I have told the story before about the EPA researcher who had a meter for measuring air quality that he was using to take readings at a busy intersection along 14th St, NW in Washington, DC at evening rush hour in the 1980s. He recorded his readings, but forgot to shut if off when he went home. He got home and set the meter near the door in his kitchen, turned on the gas oven to fix dinner and went upstairs to change clothes. When he got back down to the kitchen, the meter was going crazy with higher readings for nitrous oxide and other pollutants than it had measured at the rush hour intersection along a major commuter artery with bumper to bumper traffic for blocks. It scared the hell out of him when he considered what he had been inhaling right in his kitchen.
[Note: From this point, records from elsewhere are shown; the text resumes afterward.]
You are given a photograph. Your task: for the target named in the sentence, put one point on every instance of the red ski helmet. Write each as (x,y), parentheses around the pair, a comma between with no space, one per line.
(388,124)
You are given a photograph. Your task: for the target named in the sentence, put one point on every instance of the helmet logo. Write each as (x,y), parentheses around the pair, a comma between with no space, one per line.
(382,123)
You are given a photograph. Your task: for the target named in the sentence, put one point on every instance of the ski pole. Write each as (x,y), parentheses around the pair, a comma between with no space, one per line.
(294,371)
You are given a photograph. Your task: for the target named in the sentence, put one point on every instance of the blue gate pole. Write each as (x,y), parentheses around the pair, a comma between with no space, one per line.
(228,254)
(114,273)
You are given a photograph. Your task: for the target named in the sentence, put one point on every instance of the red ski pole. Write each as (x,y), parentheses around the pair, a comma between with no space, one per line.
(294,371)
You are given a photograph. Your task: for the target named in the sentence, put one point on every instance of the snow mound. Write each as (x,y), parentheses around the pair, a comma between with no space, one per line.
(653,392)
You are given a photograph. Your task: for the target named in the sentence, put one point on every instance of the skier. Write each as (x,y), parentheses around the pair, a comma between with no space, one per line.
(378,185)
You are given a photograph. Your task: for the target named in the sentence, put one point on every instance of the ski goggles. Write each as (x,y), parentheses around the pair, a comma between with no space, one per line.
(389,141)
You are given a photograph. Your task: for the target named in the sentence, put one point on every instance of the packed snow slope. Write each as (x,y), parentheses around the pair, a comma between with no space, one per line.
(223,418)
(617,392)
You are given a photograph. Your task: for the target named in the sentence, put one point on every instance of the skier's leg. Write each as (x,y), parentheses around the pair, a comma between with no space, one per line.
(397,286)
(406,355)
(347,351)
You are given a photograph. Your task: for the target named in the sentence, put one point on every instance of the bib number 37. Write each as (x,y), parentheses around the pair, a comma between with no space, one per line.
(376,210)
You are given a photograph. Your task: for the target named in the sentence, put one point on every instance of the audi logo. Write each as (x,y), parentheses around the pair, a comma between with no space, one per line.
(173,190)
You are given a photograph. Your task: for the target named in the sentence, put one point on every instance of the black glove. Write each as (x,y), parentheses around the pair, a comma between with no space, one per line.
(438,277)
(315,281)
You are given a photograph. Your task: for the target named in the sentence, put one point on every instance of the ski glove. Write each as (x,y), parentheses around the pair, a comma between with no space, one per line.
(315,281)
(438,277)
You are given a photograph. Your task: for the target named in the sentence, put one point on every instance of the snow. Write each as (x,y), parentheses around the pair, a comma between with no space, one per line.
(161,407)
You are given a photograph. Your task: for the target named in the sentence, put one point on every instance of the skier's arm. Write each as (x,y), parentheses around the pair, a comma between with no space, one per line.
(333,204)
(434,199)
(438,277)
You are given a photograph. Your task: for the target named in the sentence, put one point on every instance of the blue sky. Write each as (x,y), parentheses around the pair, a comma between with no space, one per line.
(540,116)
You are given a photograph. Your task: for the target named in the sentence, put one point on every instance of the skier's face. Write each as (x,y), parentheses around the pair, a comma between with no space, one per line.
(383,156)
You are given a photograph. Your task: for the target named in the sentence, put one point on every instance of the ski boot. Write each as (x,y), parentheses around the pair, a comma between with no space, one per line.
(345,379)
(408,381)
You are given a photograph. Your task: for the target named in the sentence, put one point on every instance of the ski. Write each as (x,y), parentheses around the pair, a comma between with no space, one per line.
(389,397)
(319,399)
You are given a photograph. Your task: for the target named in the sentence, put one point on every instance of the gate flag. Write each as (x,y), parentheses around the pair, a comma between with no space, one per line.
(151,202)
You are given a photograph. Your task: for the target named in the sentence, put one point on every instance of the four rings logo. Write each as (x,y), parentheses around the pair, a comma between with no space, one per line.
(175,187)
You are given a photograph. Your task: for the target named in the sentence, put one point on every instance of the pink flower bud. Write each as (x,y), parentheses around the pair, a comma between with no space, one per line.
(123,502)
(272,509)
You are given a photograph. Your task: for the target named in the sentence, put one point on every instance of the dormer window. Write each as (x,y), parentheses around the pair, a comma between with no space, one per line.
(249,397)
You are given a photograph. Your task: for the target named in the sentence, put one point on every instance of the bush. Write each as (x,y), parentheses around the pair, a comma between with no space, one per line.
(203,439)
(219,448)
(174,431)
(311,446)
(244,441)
You also have to face the fact that when many of us were growing up, the stove was on for three meals a day unless no one was there for lunch. There was no microwave oven and no fast food, shocking as that may seem to you youngsters reading this. Granted, houses were not as tight as newer ones are, but almost none had vented range hoods. I also remember that many evenings, especially in the winter, when mom was fixing dinner, the normally blue flames would have orange flashes in them. I asked her what that was and she said it was impurities in the gas due to high demand. I don't know if that was right, but it was something that did not happen at other times.
Does anyone remember entering an apartment building and immediately detecting the smell of gas stoves? If you inspected the stoves, you would find a little deposit of carbon glowing orange along the edges above the pilot lights. Maybe it is different now with more of the ranges changing over to pilotless ignition, but it was an unpleasant odor to me and could not have been healthy to breathe over a long period of time.